An excavating tooth comprising
a point (10') having a generally wedge-shaped body including a front digging edge and a rear end defining a forwardly extending opening, said opening being bounded by a pair of opposing walls each defining a transverse hole (16', 17') extending through the wall, said holes (16', 17') each having a rear face (24') and a front face (33);
an adapter (12) having a body defining a forwardly projecting nose (11) and a passage (18) extending completely therethrough, said passage (18) having a front face and a rear face, said front face being defined by a resilient insert (14) defining a series of spaced apart bumps (19), said nose (11) of the adapter (12) being received in said opening in the rear of the point (10') such that said passage (18) is generally aligned with said holes (16', 17') in the point walls; and
a lock pin (15') having a pair of ends and being received into said holes (16', 17') in said point (10') and said passage (18) in said adapter (12) to secure the point (10') onto said adapter (12);
characterized in that
each said rear face (24') of said point (10') is inclined to converge toward its respective front face (33) in an outward direction;
said lock pin (15') has a front wall defining a series of bumps (20') arranged in a generally convex manner, said bumps (20') being less in number than said bumps (19) provided on said adapter insert (14); and
said lock pin (15') has a rear wall having a pair of inclined end segments (26', 29') oriented to converge relative to one another in the rearward direction, each said end segment (26', 29') being positioned in flush engagement with a respective one of said rear faces (24') of the holes (16', 17') of said point (10') and with said bumps (20') of said lock pin (15') located between said bumps (19) of said adapter insert (14) when said lock pin (15') secures said point (10') onto said adapter (12).
A method of installing the tooth point (10') as defined in claim 1 on the adapter (12) as defined in claim 1 to form the excavating tooth as defined in claim 1; consisting of the steps of
i. inserting one end of the lock pin (15') as defined in claim 1 into one of the holes (16', 17') in the tooth point (10') such that one of the inclined rear segments (26', 29') lies opposed to the rear face (24') of one of the holes (16', 17')

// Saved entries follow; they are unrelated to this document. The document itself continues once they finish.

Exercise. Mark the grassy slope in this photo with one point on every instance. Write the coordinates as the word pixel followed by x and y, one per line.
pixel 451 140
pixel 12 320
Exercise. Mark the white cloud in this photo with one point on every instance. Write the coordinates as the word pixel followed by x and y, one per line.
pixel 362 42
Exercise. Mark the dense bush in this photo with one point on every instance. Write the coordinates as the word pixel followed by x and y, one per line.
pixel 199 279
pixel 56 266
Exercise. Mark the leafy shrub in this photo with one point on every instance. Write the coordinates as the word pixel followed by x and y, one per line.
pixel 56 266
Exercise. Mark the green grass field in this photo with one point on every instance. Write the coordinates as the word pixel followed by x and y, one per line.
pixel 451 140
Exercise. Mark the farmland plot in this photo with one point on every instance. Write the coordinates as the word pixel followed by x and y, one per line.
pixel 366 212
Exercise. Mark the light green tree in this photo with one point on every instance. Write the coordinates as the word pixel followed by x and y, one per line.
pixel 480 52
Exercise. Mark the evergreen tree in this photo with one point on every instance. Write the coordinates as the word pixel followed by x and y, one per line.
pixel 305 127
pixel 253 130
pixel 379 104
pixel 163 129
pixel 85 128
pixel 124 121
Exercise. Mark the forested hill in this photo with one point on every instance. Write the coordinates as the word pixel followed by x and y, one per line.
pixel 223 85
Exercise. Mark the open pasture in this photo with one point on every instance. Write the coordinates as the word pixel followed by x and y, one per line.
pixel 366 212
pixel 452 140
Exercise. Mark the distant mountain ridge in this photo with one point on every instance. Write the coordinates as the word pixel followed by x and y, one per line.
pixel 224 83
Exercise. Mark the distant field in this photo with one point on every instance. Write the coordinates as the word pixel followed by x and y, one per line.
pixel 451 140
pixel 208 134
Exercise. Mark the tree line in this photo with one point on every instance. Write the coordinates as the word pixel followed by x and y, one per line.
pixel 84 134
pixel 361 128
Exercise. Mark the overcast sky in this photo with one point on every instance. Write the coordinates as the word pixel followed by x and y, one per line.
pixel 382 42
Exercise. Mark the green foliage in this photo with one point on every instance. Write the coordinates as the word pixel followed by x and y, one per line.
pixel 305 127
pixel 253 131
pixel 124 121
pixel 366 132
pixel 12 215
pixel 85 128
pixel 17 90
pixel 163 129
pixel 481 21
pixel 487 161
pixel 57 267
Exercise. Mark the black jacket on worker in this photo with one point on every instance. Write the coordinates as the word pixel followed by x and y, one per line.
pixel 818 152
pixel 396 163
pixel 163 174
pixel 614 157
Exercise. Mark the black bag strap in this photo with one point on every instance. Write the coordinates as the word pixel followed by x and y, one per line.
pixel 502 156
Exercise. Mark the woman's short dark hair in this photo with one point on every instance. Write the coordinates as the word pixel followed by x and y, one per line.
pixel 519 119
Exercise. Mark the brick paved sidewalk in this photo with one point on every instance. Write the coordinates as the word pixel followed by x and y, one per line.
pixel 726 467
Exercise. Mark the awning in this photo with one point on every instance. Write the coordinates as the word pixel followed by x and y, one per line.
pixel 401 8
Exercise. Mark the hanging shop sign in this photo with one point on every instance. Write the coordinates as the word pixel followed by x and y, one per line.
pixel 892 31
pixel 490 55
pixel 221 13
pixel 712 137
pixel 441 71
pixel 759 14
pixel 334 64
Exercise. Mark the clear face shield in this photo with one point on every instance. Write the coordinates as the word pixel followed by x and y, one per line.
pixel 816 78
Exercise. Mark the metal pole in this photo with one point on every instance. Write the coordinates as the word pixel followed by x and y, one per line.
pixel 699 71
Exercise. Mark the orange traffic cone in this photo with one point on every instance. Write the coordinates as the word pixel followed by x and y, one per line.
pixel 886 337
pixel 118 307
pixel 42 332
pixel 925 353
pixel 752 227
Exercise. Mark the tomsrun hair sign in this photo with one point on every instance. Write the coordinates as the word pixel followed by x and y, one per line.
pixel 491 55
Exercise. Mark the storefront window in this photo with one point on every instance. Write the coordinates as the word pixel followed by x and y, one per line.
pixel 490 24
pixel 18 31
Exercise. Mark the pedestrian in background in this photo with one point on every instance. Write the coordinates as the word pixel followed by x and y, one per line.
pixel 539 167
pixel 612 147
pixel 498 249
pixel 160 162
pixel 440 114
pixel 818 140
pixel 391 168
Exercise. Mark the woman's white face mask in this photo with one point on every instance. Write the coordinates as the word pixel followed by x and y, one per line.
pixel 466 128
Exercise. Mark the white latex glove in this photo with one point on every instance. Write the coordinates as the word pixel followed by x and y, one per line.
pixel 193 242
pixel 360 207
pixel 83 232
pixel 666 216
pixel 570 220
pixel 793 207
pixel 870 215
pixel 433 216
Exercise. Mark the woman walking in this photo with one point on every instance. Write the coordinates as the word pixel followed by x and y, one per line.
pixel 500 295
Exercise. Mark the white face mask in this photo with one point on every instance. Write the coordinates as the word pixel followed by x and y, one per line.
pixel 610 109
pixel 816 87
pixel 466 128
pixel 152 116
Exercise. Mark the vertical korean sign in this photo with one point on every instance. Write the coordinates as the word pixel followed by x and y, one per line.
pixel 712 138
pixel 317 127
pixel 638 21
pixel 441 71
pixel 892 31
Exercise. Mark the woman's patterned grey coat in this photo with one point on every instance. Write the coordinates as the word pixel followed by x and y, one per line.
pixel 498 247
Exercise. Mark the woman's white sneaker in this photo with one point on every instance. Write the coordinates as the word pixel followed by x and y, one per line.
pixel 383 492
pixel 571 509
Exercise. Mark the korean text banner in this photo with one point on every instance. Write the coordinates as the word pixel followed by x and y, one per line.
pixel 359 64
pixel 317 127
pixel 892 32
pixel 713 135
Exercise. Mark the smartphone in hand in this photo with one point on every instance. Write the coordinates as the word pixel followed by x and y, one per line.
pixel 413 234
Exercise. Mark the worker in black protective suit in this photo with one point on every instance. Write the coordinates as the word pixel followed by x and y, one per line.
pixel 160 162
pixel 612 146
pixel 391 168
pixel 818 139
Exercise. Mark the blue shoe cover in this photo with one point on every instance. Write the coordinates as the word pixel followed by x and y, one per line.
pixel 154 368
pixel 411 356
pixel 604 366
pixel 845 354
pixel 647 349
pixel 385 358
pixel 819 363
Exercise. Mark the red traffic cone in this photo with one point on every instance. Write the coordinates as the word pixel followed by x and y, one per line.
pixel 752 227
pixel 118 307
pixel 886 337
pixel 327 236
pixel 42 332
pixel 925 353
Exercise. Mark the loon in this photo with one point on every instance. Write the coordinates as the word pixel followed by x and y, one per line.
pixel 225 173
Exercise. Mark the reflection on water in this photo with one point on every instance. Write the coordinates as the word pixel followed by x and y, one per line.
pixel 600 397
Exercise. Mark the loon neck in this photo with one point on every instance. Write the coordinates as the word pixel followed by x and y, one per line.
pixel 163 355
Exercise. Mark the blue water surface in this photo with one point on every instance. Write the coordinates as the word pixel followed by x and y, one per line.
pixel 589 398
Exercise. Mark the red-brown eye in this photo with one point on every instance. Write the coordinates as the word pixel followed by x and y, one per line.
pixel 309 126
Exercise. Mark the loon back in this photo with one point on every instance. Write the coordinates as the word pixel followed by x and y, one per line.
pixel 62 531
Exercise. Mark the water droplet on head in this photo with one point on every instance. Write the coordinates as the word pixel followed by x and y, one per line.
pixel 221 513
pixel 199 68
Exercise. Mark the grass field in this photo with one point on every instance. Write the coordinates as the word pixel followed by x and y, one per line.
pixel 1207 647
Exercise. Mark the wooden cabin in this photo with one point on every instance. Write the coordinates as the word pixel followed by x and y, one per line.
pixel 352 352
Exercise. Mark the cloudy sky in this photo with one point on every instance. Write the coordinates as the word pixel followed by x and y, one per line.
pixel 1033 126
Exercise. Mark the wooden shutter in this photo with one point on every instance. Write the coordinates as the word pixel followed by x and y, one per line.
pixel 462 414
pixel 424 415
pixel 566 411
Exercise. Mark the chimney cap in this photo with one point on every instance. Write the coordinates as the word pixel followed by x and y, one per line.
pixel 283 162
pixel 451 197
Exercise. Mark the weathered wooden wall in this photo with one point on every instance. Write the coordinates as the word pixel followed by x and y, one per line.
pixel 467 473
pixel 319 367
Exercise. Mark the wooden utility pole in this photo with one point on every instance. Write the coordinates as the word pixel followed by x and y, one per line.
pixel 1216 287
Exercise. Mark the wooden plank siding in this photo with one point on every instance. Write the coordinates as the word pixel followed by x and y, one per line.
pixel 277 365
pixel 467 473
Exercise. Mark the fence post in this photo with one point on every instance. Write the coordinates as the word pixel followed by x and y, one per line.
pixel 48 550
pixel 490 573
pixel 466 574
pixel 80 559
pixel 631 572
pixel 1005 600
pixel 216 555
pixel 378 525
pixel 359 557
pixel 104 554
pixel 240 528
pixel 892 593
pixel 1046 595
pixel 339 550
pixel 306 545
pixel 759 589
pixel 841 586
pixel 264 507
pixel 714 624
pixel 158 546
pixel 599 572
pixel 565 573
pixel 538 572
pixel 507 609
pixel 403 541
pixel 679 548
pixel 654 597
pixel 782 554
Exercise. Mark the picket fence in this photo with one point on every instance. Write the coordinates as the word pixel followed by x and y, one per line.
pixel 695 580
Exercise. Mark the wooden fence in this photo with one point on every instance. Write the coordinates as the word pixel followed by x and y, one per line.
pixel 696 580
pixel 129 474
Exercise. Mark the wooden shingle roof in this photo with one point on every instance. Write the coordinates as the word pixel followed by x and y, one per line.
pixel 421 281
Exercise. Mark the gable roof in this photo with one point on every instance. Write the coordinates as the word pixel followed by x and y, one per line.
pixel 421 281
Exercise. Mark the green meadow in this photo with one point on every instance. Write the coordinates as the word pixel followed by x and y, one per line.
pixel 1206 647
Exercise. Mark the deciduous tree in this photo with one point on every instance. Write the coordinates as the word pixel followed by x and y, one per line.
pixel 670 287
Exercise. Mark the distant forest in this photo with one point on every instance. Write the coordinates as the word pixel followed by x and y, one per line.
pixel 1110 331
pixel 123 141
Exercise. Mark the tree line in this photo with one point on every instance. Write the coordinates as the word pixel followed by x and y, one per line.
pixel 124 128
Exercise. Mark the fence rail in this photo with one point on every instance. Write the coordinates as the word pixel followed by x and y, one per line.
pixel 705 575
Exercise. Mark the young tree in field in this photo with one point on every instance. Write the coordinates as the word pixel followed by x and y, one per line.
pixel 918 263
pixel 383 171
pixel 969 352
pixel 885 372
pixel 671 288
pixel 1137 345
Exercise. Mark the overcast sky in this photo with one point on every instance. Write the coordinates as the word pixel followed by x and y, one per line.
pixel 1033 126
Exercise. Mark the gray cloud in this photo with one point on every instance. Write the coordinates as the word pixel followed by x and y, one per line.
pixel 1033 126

ii. driving the lock pin (15') through said one hole (16', 17') in the tooth point (10') and into the passage (18) of the adapter (12) until said inclined rear segments (26', 29') lie adjacent and substantially parallel to the rear face (24') of the respective hole (16', 17') in said point (10'),

iii. continuing to drive said lock pin (15') so that the inclined rear segments (26', 29') are abutted generally flush against the rear faces (24') of the hole (16', 17') of the tooth point (10') before the bumps (20') of the lock pin (15') have engaged all of the bumps (19) of the adapter insert (14) and

iv. continuing to drive said lock pin (15') after the abutment of the inclined rear segments (26', 29') with the rear faces (24') of the tooth point (10') holes (16', 17') until the bumps (20') on said lock pin (15') are received between said bumps (19) on the adapter insert (14).
A replacement point (10') for an excavating tooth according to claim 1 having a generally wedge-shaped body including a front digging edge and a rear end defining a forwardly extending opening, said opening being bounded by a pair of opposing walls each defining a transverse hole (16', 17') extending through the wall, said holes (16', 17') each having a rear face (24') and a front face (33);
characterized in that
each said rear face (24') of said holes (16', 17') is inclined to converge toward its respective front face (33) in an outward direction.
A replacement point (10') according to claim 3 wherein the rear face (24') is inclined at an angle of 15°.